Tuesday, April 21, 2009

Losing sight of your vision

Many companies start with vision and a drive to fundamentally impact their chosen areas of products or services that they offer. The one common factor of high performing companies is that they are driven by the passion of the leaders and the employees. Of course many business books try to extract some fundamental commonalities of successful companies. After this round of turmoil many of the companies that are celebrated in these books will be in danger of extinction or severe contraction.
Yet another danger to companies from the current economic turmoil is that many good companies are in danger of becoming ordinary, primarily due to loosing sight of their vision.

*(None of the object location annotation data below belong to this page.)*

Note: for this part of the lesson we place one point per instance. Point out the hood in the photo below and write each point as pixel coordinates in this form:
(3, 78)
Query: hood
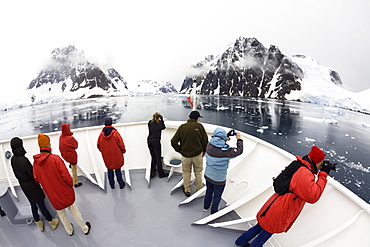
(312, 166)
(66, 130)
(108, 130)
(218, 139)
(17, 147)
(39, 159)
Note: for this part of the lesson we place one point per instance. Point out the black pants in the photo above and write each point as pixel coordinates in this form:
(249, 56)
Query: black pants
(154, 145)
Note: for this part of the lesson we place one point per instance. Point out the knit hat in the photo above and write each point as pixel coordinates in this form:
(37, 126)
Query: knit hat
(44, 141)
(194, 115)
(316, 155)
(108, 121)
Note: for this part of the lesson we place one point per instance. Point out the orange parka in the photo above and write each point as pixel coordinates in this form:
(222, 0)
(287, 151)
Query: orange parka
(112, 148)
(51, 172)
(68, 145)
(286, 208)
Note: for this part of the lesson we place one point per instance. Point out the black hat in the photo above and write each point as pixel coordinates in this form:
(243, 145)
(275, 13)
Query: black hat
(108, 121)
(194, 115)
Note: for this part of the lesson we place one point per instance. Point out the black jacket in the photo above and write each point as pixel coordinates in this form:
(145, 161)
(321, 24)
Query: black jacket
(22, 169)
(155, 129)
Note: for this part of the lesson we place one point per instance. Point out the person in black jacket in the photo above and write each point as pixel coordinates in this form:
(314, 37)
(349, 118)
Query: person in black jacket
(156, 125)
(2, 213)
(23, 171)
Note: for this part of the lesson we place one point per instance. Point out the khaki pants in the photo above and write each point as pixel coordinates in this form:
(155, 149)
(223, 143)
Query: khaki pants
(187, 164)
(74, 174)
(76, 215)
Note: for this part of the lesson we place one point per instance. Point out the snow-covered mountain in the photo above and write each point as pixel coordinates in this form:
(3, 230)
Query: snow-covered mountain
(249, 69)
(149, 87)
(71, 75)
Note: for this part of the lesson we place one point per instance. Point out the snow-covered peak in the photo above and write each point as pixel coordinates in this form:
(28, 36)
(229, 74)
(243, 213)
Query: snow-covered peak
(150, 87)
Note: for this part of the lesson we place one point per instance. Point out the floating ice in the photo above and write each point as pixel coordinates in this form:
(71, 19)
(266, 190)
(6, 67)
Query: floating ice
(321, 120)
(310, 139)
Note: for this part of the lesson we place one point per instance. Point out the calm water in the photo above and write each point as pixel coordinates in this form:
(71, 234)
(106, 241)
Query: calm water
(292, 126)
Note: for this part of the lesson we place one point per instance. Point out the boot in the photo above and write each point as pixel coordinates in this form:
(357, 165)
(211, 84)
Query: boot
(54, 223)
(2, 213)
(40, 224)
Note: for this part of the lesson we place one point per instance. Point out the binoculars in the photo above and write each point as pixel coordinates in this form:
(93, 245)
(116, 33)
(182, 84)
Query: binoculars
(332, 166)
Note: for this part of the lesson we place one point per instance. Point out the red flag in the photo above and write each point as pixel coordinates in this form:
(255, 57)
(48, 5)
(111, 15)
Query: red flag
(190, 102)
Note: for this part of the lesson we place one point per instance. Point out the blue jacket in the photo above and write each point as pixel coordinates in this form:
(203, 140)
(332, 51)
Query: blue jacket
(218, 156)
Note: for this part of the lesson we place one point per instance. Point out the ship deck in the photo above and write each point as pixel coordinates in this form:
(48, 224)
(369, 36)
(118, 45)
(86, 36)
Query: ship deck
(137, 216)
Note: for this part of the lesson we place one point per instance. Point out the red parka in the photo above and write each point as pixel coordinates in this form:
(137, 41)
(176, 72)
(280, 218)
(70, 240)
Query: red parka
(112, 148)
(285, 210)
(68, 145)
(51, 172)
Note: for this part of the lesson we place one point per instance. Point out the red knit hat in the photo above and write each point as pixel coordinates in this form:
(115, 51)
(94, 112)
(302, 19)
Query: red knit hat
(43, 140)
(316, 155)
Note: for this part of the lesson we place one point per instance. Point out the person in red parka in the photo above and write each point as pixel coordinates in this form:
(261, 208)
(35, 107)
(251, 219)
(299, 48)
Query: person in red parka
(67, 147)
(112, 148)
(50, 171)
(279, 213)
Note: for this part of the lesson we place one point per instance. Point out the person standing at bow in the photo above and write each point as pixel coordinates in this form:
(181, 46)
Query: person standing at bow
(67, 147)
(112, 148)
(191, 140)
(155, 126)
(218, 158)
(51, 172)
(23, 171)
(280, 212)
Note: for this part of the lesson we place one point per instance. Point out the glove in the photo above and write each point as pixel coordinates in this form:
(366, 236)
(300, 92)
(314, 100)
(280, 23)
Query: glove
(326, 169)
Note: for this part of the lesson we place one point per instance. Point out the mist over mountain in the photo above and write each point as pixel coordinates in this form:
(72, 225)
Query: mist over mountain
(71, 74)
(150, 87)
(248, 68)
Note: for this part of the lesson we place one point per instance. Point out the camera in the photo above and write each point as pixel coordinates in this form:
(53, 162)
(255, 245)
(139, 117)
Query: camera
(332, 166)
(231, 133)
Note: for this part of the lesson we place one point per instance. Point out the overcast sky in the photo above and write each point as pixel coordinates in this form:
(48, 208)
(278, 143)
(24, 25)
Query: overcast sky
(160, 39)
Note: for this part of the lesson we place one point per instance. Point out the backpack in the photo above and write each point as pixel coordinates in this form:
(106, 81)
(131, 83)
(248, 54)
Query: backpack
(282, 181)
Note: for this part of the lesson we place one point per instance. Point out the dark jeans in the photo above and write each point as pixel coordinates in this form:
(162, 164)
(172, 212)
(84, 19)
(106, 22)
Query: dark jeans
(43, 210)
(154, 145)
(213, 191)
(262, 237)
(118, 175)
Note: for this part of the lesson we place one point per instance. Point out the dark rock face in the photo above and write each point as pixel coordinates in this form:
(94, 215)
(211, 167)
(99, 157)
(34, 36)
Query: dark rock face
(335, 78)
(69, 63)
(247, 69)
(167, 88)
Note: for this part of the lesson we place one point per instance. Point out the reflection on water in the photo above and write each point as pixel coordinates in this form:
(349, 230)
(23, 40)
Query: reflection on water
(292, 126)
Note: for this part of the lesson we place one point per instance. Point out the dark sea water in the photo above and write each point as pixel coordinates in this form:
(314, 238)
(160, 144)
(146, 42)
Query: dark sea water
(292, 126)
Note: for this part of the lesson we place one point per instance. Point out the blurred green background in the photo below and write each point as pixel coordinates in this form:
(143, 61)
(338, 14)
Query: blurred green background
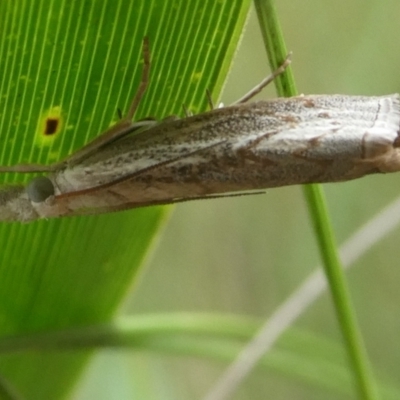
(246, 255)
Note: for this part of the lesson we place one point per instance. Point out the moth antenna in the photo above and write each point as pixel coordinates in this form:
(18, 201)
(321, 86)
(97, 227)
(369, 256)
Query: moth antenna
(266, 81)
(210, 100)
(144, 80)
(186, 111)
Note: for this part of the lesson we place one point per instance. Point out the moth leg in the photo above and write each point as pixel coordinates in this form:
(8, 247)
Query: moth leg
(266, 81)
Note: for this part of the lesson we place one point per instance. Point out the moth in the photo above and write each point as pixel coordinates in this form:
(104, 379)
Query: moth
(239, 148)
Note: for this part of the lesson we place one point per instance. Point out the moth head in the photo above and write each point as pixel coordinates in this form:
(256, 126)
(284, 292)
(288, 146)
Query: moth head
(40, 189)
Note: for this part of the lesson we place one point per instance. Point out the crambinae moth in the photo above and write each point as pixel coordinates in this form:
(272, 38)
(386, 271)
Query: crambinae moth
(246, 146)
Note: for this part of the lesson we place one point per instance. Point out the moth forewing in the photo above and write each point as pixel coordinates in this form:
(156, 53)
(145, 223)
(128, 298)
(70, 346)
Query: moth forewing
(306, 139)
(250, 146)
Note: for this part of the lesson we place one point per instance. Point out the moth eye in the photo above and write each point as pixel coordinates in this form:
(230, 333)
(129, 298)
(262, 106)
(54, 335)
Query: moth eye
(39, 189)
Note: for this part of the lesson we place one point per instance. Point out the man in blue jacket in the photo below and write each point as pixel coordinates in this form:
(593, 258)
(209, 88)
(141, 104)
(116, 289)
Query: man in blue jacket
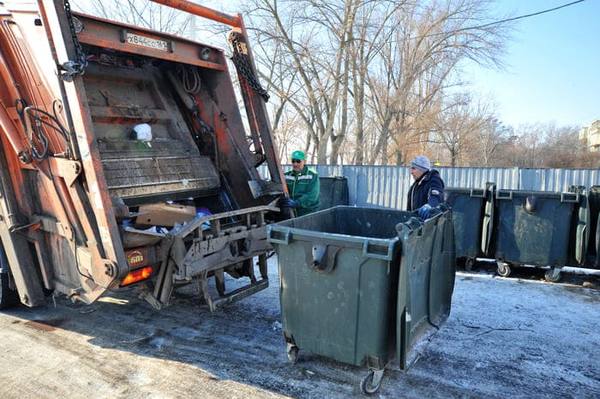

In a difficult time the automatic response of the corporate organism is to police or regulate the organization in different ways. Unfortunately in the process of regulating, the regulator assumes tremendous power. And in most organizations, the regulators are not from the core functional units of an organization. Neither are they the vision behind the success of the organization. As the core teams work over time to rescue their companies in these tumultuous times, the regulators attract the lime light of the investors, since the performance of the company are “clearly not “ due to the regulators while the perceived fixes are due to the actions instituted by the regulators. Slowly but surely, the agenda of the company itself changes. Great companies have become mediocre when they got hijacked by the “regulator” managers in the company. After the hijacking the “regulators” become “activist regulators” thereby corrupting the organization and its vision completely. Finally the company turns into an ordinary company.
You know your company is changing when during expansion, issues like tax breaks and employee termination policies of a region take precedence in the decision making over the kind of core infrastructure and people you require developing your competencies and business. You know that your company is being hijacked when the leadership gets excited about expansion of non core areas over core visionary areas. You know your company has lost sight of its vision when a regulator is now running the company.